Article Preview
TopIntroduction
One of the key ingredients of the Ubiquitous Web is the management of data streams, which may be obtained from a range of data sources, from social networks to environmental sensors. These data streams may be expressed using RDF, possibly according to well-established vocabularies, such as the W3C Semantic Sensor Network Ontology (Compton et al., 2012). In these cases, we can talk about RDF streams, which are formally defined as potentially unbounded sequences of time-varying RDF statements or graphs. In recent years, several RDF Stream Processing (RSP) systems have emerged, which allow querying RDF streams using extensions of SPARQL that include operators that take into account the streaming nature of these dynamic data sources (Barbieri, Braga, Ceri, Della Valle, & Grossniklaus, 2010; Calbimonte, Jeung, Corcho, & Aberer, 2012; Phuoc, Dao-Tran, Parreira, & Hauswirth, 2011; Anicic, Fodor, Rudolph, & Stojanovic, 2011). These systems are heterogeneous in terms of syntax and capabilities (due to the choice of operators and syntax selected to extend SPARQL). In addition, they implement different evaluation semantics for a set of constructs that may look similar in principle (for example, they may handle time window operators differently). These engines have different assumptions on how the query processing and delivery of results take place, which makes it difficult to describe, compare, understand and evaluate their behaviour.
In this paper, we address the following research question: is it possible to create a formal RDF stream processing model, including its evaluation semantics, which can be used to describe existing RSP systems? For this purpose, we propose RSP-QL, a unifying formal model for representing and processing RDF streams that reflects the different semantics of existing RSP systems. RSP-QL extends the SPARQL model and also takes into account two existing models coming from the streaming data world: CQL (Arasu, Babu, & Widom, 2006) and SECRET (Botan et al., 2010). CQL is a continuous extension of SQL: its semantics define a formal model with three kinds of operators (S2R, R2R and R2S) that process and transform streams and relations. SECRET is a framework to characterise and analyse the operational semantics of window operators. A second contribution of this paper is to show how this formal model can be used to test whether an RSP system is correct or not. RSP-QL extends our previous work (Dell’Aglio, Balduini, & Della Valle, 2013) that was focused on formalising the notion of correctness in RSP query processing and on the development of an oracle – a system that tests whether an RSP implementation works in accordance to the corresponding evaluation semantics of the language that it gives support to. We have shown that this oracle, based on the RSPQL model can effectively model the behaviour of existing engines, and assess the correctness of their results. As a result of our experiments we detected errors in existing implementations, some of which have been now fixed by the corresponding system implementers.

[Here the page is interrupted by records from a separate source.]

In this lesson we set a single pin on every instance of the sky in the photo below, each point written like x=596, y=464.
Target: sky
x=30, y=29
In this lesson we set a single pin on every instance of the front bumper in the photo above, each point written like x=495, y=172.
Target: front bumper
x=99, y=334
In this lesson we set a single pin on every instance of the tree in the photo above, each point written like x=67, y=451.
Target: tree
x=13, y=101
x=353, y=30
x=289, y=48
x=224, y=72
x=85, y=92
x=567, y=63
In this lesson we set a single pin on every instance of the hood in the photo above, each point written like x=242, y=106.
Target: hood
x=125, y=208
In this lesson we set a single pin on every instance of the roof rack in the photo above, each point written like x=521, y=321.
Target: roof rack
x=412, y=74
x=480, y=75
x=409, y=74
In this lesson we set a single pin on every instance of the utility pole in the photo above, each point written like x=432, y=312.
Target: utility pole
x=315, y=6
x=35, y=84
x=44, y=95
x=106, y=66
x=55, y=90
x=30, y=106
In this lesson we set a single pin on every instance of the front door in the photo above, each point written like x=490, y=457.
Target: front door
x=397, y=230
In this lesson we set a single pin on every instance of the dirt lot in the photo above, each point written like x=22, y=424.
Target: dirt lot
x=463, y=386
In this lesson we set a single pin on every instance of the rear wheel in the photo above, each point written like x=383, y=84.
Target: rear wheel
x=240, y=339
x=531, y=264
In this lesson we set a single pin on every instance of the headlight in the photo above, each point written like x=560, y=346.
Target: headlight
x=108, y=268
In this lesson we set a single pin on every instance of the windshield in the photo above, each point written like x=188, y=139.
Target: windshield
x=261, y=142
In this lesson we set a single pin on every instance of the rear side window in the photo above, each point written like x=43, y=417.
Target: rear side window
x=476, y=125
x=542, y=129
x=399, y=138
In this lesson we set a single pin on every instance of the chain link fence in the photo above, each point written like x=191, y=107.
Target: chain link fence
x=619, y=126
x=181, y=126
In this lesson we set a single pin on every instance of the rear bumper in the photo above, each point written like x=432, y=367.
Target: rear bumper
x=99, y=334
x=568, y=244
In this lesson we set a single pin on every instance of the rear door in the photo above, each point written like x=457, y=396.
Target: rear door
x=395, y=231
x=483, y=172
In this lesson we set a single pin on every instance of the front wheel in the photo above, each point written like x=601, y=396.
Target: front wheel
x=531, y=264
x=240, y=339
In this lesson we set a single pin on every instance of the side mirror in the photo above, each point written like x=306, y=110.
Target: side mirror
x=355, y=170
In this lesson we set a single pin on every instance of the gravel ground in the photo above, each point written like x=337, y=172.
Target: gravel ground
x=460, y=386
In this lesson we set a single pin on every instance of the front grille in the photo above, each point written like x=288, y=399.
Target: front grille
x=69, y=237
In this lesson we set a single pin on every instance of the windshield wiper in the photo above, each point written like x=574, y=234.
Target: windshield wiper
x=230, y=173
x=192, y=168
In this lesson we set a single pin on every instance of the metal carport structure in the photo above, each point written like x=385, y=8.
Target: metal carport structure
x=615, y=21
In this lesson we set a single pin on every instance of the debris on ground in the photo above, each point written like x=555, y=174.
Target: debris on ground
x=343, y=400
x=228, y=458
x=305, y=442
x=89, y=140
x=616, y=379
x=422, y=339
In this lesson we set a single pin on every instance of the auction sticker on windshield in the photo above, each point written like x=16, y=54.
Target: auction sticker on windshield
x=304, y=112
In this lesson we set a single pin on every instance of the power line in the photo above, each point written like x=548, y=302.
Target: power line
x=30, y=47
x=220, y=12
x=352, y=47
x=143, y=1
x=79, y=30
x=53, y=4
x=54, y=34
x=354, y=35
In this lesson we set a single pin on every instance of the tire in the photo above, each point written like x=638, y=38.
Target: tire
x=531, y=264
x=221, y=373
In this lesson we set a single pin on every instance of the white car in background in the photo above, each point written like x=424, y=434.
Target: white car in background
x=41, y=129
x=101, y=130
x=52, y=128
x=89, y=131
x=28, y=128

The remainder of the paper is organised as follows. After a brief recap on RDF and SPARQL, we formally define the notion of RDF streams and the evaluation semantics of a generic SPARQL extension that allows handling RDF streams (which we name RSP-QL). Our formal definitions are based on the existing representation and evaluation semantics for RDF and SPARQL. We then show that existing RSP systems can be represented as instances of the RSPQL query model, highlighting the differences among them, e.g. different strategies to evaluate the continuous queries and different ways to manage the sliding windows. Next, we formally define the notion of correctness in RSP systems, and we explain how to use it to check whether system implementations are computing the correct answers. Finally, we present the conclusion and final remarks.